[发明专利]基于AgNCs/HpDNA探针的microRNA SDA检测用SDA反应液

说明书

本发明公开了一种基于AgNCs/HpDNA探针的microRNA SDA检测用SDA反应液；本发明利用发夹型DNA模板合成银纳米团簇，并将其作为新型分子信标，在引物垂悬端富G序列介导的链取代等温扩增反应中，借助杂交产生的富G荧光增强效应，实现对胃癌血浆microRNA标志物的单个检测；特异性高、反应时间短、用料少、操作步骤简便，为建立快速简便的新型microRNA检测方法开辟了新方向。

技术领域

本发明涉及医学和分子诊断领域，是一种基于AgNCs/HpDNA探针的microRNA SDA检测法，特别是涉及一种基于发夹型DNA模板合成银纳米团簇探针结合链取代等温扩增的单个microRNA检测方法。

背景技术

MicroRNA(miRNA)是一类长度约为21nt的内源非编码小RNA分子，其可通过与mRNA之间精确或非精确互补配对，参与调控mRNA的表达水平。多个miRNA可协同调控一个mRNA，或一个miRNA也可同时影响多个靶基因，从而形成一个高度复杂的调控网络，影响着从分子到细胞再到组织水平的一系列生物功能。miRNA表达异常与疾病及癌症发生密切相关。尤为重要的是，已发现多种miRNA标志物可用于癌症早期诊断、预后及进程监控。
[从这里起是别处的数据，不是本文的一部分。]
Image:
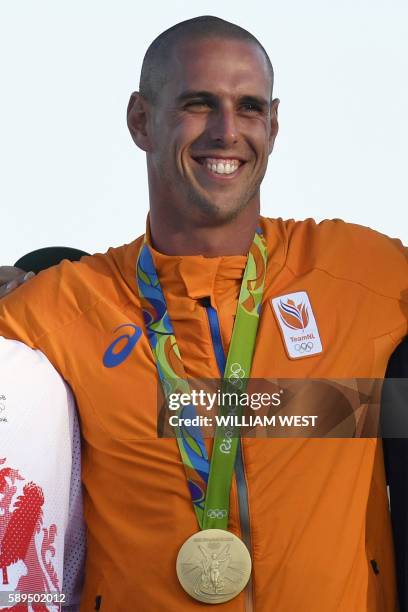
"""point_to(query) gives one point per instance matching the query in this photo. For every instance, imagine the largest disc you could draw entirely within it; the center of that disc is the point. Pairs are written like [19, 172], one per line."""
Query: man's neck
[183, 237]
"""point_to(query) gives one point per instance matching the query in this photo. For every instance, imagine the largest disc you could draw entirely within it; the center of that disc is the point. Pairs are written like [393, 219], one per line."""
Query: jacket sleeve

其中，上海交通大学崔大祥课题组用微阵列芯片miRNA全基因组扫描结合qRT-PCR技术筛选得到miR-16-5p和miR-19b-3p两种血浆miRNA标志物，并指出二者可用于指示胃癌发生发展进程(Zhang,J.,Song,Y.,Zhang,C.,et al.(2015)Circulating miR-16-5p and miR-19b-3p as twonovel potential biomarkers to indicate progression ofgastriccancer.Theranostics,5,733-745.)。其中，qRT-PCR是进行miRNA定量检测的金标准，但由于其需分步进行逆转录和热循环扩增及检测，导致该法耗时且费力。所以仍有必要进一步发展便捷快速的miRNA检测新方法。

等温扩增技术的出现使核酸扩增技术因摆脱了热循环变性步骤和仪器的束缚，而受到了众多研究者的关注。作为第一代等温扩增技术，链取代扩增Strand-displacementamplification(SDA)受DNA修复中碱基切除修复机制的启发迅速发展起来，至今，已发展出包括多引物SDA(multiply primed SDA)，剪切诱导SDA(nicking-initiated SDA)，环介导等温扩增(loop-mediated isothermal amplification(LAMP))和结构转换诱发SDA(structure-switching-triggered SDA)等多种亚型。其中，由于结构转换诱发SDA不需要特殊设计剪切位点和额外使用剪切酶，而仅通过待测靶核酸与发夹结构探针的结合并导致后者打开而诱导SDA反应，特别适合对短链核酸分子及miRNA进行检测。目前，常用于结构转换诱发SDA的检测探针是一端连接有荧光染料及另一端连接荧光淬灭子的发夹型DNA分子信标(molecular beacon(MB))，但由于其需要对DNA进行偶联修饰，使检测成本增高，检测应用受限。